Cammi Granato (Twitter)

Former Olympic gold medalist, and the captain of the first women’s U.S. gold medal team, Cammi Granato poses with her jersey after being introduced as AGM with the Vancouver Canucks.

James Mackey and Sarah Hall

Women’s hockey has grown—as the game itself has grown.

The National Women’s Hockey League is finally getting the hard fought attention they deserve and the spotlight has finally shifted over. 

The Professional Women’s Hockey Players Association have brought representation to women of all ages, playing the game of hockey.

Former Olympic gold medalist, and the captain of the first women’s U.S. gold medal team in Olympic history, Cammi Granato has made significant strides for women at the NHL level.

At the beginning of the season, Granato was a scout for the Seattle Kraken, where her role in the draft was “to get as many players for our (Seattle’s) database,” Granato said.

“We wrote scouting reports that go into a database where our management team can read them… During the first year, that was my job, just to fill in my team I was covering, and then obviously meeting with Ron [Francis].”

To Granato, every day she was in Seattle, was just another day at the office.

“Getting a job as a pro scout, I didn’t even realize when I took the job that it was going to be big news, and I felt like it was such a natural fit but I didn’t really realize the media would get behind the fact that there was a woman doing professional scouting,” Granato said. 

“The first time we were in Seattle, I went to an event and there was a little girl at the end who asked how she becomes a pro scout, and at that moment, that’s when it hit me. Like ‘Wow. What we are doing is influencing the younger generations to understand there’s opportunity.'”

On Feb. 10, Granato was named Assistant General Manager of the Vancouver Canucks, sharing the title with Émilie Castonguay, the first female AGM in franchise history.

“I never thought I would be in this position… I just commend Jim [Rutherford] for having the foresight to open up his scope of who he interviews, and to hire the people he thinks are most qualified, and I don’t believe that Jim was doing it to make sure he filled a quota. He was doing it to give opportunity to other people with different backgrounds, and he opened the scope up for women to be here and I think to have two of us—it’s really great,” Granato said.
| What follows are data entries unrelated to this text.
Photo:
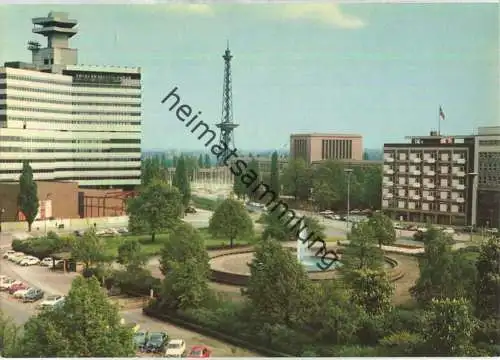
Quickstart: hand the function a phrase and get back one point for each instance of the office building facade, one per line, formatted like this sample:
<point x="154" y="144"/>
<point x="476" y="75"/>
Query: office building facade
<point x="317" y="147"/>
<point x="71" y="122"/>
<point x="431" y="179"/>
Before the end of the interview, Northeast Valley News asked Granato what she would say to the younger girls— in all aspects of the game, whether scout, player or front office.
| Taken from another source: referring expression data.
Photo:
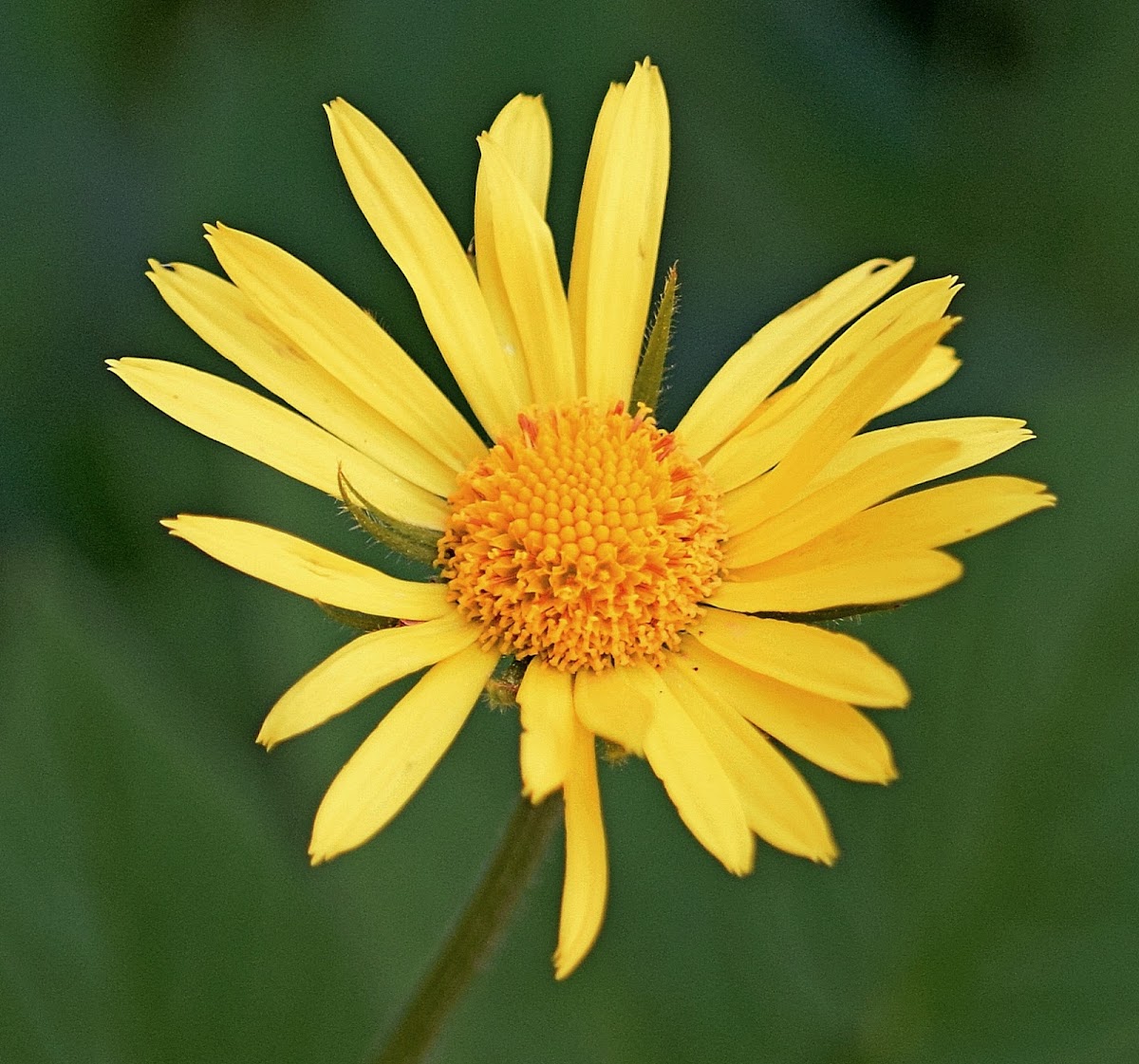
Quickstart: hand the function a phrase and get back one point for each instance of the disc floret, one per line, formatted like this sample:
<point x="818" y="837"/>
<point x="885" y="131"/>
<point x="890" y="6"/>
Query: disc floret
<point x="585" y="538"/>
“Listen to the things that you really love, listen to yourself and think of what do you love, and do that. No matter how unconventional it is, no matter what you think your skill level is in that, if you feel a passion and love towards something, you should definitely just go for it, and get involved,” Granato said.

“I think it’s that belief in yourself, and that you’re enough and that you don’t have to be the best to start something. For me it’s about dreaming big, and dreaming big doesn’t mean you have to win gold medals and it doesn’t mean you have to make it to the pros. Dreaming big is just finding your happy place.”